Call for alternatives to REACH
The European Union has launched a major testing programme to assess the risks from chemicals. many of which have never undergone formal assessment, but a new article says the scheme is unreliable and has suggested a biomonitoring programme to replace it.
Writing in the journal Medicolegal and Bioethics, Andre Menache, of Antidote Europe, Perpignan, France, and Candida Nastrucci, of University of Rome, “Tor Vergata”, Italy, say that looking for biomarkers in blood and urine would provide a more accurate assessment of chemical risk than planned animal tests.
The European Registration, Evaluation, Authorisation and Restriction of Chemicals (REACH) scheme has been introduced because very little is known about the potential toxicity of many chemicals currently in use.

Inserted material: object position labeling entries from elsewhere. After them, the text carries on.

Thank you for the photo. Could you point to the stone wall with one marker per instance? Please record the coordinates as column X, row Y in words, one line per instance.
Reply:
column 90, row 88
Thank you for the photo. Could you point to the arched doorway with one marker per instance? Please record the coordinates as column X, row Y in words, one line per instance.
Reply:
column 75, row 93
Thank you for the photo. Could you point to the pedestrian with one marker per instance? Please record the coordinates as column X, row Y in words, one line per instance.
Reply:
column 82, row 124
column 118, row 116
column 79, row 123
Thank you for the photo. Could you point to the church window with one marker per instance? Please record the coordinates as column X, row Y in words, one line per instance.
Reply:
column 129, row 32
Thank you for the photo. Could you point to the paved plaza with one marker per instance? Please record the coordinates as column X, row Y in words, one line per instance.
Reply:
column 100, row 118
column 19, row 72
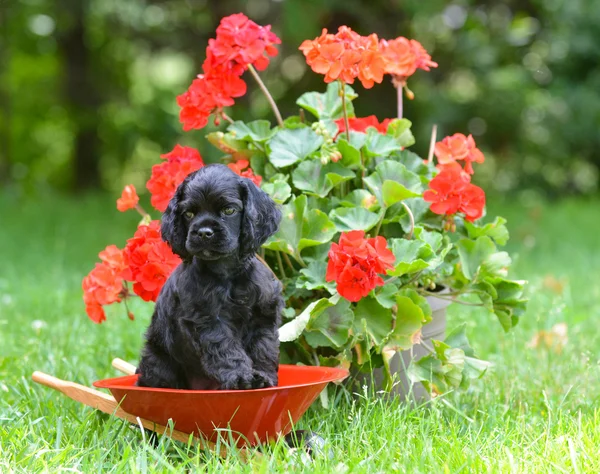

It requires that all chemicals marketed in the EU in a quantity over 1 tonne per year are registered and a technical specification lodged for each one. That document must include results of tests.
The paper says that an estimated 9 million to 54 million animals might be needed to meet the regulations. The authors say: "These tests rely in large part on animal models. However, based on empirical evidence and on well-established principles of evolutionary biology and complex systems, the animal model fails as a predictive modality for humans."
They believe a human-based system would be more effective. "These concerns raise significant ethical and legal issues that must be addressed urgently. Immediate measures should include a major biomonitoring program to reliably assess the chemical burden in European Union citizens as a means of prioritising the most dangerous substances present in the environment."